Harry Hill was in college when the war started. Commissioned as an ensign in the Navy, Hill became a lieutenant junior grade at Pearl Harbor, shipping supplies to Midway Island and other islands in the Pacific. A college roommate who became a captain in the Marine Corps was killed at Iwo Jima.
"I wanted to see Washington," Hill said. "It's one of the few places I didn't get a chance to go to."
A retired probate attorney from Madison, Wisc., Hill will be 91 on Sept. 30. He lives in a retirement community in Asheville.
"That reception when we landed, I'll never forget it," he said. "I heard something about it but it was much bigger than I thought."

'Thank you, Grandpa'

An airline pilot or first officer often says a few words from the cockpit, professional but impersonal, about the weather conditions, knots per hour, altitude. The 300th HonorAir flight had one more treat the veterans weren't expecting.
Jason Hucks, an Honor Flight Greenville coordinator, explained over the speaker that Kristi Munn, a first officer for US Airways, heard that her granddad, Richard McAbee, was going on the flight. Hucks said he was trying to figure out how they could get her on board to ride. "She one-upped me and arranged to fly us home," he said.
"I'm very proud of you," Munn said from the cockpit. "Thank you very much for your service.
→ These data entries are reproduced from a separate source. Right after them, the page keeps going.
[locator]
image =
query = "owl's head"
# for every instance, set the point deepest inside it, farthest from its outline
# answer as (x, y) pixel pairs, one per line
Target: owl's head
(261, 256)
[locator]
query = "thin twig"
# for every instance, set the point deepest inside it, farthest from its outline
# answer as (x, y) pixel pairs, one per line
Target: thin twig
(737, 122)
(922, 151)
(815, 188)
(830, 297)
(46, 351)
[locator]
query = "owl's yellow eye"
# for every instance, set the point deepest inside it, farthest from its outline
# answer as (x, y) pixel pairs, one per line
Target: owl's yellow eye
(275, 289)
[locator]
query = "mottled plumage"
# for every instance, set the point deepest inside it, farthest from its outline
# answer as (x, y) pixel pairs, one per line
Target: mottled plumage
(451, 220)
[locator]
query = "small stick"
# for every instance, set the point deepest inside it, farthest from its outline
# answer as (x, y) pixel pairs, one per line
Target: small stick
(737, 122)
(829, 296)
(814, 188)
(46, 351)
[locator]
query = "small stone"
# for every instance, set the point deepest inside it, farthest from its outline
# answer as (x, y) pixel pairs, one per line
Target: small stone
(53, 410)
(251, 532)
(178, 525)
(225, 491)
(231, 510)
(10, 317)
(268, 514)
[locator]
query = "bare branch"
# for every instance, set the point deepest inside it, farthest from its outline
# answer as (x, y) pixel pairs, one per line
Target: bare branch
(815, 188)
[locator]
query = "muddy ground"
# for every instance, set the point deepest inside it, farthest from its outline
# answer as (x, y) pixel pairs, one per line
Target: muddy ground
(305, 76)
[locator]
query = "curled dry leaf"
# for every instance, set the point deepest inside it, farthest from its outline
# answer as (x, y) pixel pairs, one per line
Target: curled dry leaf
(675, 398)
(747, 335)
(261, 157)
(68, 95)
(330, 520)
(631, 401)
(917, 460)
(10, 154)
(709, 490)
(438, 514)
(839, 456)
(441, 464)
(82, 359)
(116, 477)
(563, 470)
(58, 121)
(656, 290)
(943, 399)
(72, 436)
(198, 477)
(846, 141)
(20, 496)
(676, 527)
I love you very much and without you and everyone on this aircraft, all of you World War II veterans, you make it possible for us to do what we do. Thank you, Grandpa, and thank you all you veterans on the aircraft."

Welcome home

Soon the flight landed at Greenville-Spartanburg airport. The 300th Honor Flight trip went into the books. The greeting was not quite as it had been in Washington. It was dark and the hundreds of cheering well-wishers stood a hundred yards away, held back by a chain-link fence surrounding the cargo airfield.
Still, the Woodmont High School band played. A Marine sergeant saluted each veteran as he or she came down the ramp. Twenty-five Greenville County sheriff's deputies lined up to greet them. As they came out of the small cargo terminal office, the old soldiers, sailors, airmen and Marines were surrounded and cheered once more by a swarm of clapping, whistling and hooting people, loved ones and strangers. Sixty American flags lined the drive outside the terminal. A little girl held a sign in red, white and blue lettering that said "Proud great-granddaughter of a World War II Veteran."
As they had in the early glow of the day, during the welcome at Gate 38 and at the random words of thanks from strangers all day at memorials in Washington, the veterans nodded and smiled. They accepted the gratitude of a nation that was, if long delayed, heartfelt and emphatic.